论文标题
学习嵌入分类特征而不嵌入表供推荐
Learning to Embed Categorical Features without Embedding Tables for Recommendation
论文作者
论文摘要
嵌入分类特征(例如用户/项目ID)的学习是各种推荐模型的核心,包括矩阵分解和神经协作过滤。标准方法创建一个嵌入式表,其中每一行代表每个唯一特征值的专用嵌入向量。但是,此方法无法有效地处理高心电图功能和看不见的特征值(例如新视频ID),这些功能在现实世界推荐系统中很普遍。在本文中,我们提出了一个替代的嵌入框架深哈希嵌入(DHE),用深层嵌入网络代替嵌入表,以即时计算嵌入嵌入。 DHE首先将特征值编码为具有多个哈希功能和转换的唯一标识符向量,然后应用DNN将标识符向量转换为嵌入。编码模块是确定性的,不可行的且无存储的,而嵌入式网络则在训练时间更新以学习嵌入生成。经验结果表明,DHE与标准的单热嵌入相当的AUC具有较小的模型尺寸。我们的工作阐明了基于DNN的替代嵌入方案的设计,而无需使用嵌入式桌子查找。

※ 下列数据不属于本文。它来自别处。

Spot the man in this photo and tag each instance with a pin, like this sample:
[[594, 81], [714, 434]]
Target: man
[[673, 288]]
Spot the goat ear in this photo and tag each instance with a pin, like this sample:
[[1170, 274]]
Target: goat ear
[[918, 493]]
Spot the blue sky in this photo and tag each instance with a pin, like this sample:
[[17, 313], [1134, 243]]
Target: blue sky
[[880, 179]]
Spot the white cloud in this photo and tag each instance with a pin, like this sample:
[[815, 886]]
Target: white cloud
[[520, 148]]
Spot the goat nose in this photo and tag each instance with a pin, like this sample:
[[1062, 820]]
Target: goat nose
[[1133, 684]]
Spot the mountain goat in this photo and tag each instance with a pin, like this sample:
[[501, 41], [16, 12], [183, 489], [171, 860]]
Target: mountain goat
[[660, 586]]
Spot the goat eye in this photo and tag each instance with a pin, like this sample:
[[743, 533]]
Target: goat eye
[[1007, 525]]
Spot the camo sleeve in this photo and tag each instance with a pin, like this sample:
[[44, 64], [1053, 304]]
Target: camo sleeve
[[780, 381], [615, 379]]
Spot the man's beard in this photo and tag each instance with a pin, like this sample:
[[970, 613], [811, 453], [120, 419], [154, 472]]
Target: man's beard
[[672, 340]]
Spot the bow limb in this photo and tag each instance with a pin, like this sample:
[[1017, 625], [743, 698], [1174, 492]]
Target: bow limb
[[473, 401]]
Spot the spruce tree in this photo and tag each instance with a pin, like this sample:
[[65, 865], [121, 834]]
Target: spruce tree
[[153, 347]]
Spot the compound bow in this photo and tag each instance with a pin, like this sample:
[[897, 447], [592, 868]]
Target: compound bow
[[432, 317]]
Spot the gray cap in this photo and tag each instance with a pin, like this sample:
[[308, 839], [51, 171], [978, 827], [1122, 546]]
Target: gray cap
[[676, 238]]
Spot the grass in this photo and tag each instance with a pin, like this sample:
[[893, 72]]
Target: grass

Embedding learning of categorical features (e.g. user/item IDs) is at the core of various recommendation models including matrix factorization and neural collaborative filtering. The standard approach creates an embedding table where each row represents a dedicated embedding vector for every unique feature value. However, this method fails to efficiently handle high-cardinality features and unseen feature values (e.g. new video ID) that are prevalent in real-world recommendation systems. In this paper, we propose an alternative embedding framework Deep Hash Embedding (DHE), replacing embedding tables by a deep embedding network to compute embeddings on the fly. DHE first encodes the feature value to a unique identifier vector with multiple hashing functions and transformations, and then applies a DNN to convert the identifier vector to an embedding. The encoding module is deterministic, non-learnable, and free of storage, while the embedding network is updated during the training time to learn embedding generation. Empirical results show that DHE achieves comparable AUC against the standard one-hot full embedding, with smaller model sizes. Our work sheds light on the design of DNN-based alternative embedding schemes for categorical features without using embedding table lookup.